というわけで、俺をこんな風にクソみたいな顔に書いた犯人をさぐるべく、紙面を凝視してみると、似顔絵の隅っこに注意書きがされているのを発見した。こういう短い簡単な文ならかろうじて読める。
その文字を読み上げてみる。
「描画者、ハニノカオ・シラベール。捜査スキル、精神聞込読取術を使用」
マインドモンタージュってどこかで聞いたことあるね。
あれはたしか、ついこの間、ハイエンジ地区の終盤での絵描きイベント、俺がかつて好きだった人の絵を描いてくれた時に使われたスキルだ。
いやしかし、それにしてはあまりに精度が低すぎる。俺は彼女が描いてくれた感情のない絵は好きではなかったけれど、マインドモンタージュとやらで描き出された女性の顔は、その人にそっくりだった。
それが、このオリハラクオンの似顔絵ときたらどうだ。
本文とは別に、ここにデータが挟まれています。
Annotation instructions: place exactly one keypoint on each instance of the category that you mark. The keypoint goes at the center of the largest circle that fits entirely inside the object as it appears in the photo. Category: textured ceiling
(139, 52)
崩れかけのジャガイモを描いたみたいで、いかにも凶悪そうではあるけれど、正直言ってあまりにもヘタクソすぎるだろう。
俺はもう少しだけイケメンである。
どうやら、そう思ったのはレヴィアも一緒だったようで、紙面と俺の横顔とを交互に見つめながら、
「全く似てないですね。実物のほうが優しそうです」
「だろう? 似てないよな。オリハラクオンはここまでヒドイ顔をしてない」
「ええ、もっとフツーな感じです」
「レヴィア、そこは、もっとカッコイイとか言ってくれると嬉しいんだけどな」
「無理です、私は嘘はつきませんので」
まったく、嘘つく人ほど、「嘘つかない」って言うよななぁどと俺は呆れかけたのだが、その時だった。いつの間にか、やかましかった甲冑の音がすべて消えていて、甲冑の奥の視線が、俺たち二人に集中していることに気付いたのは。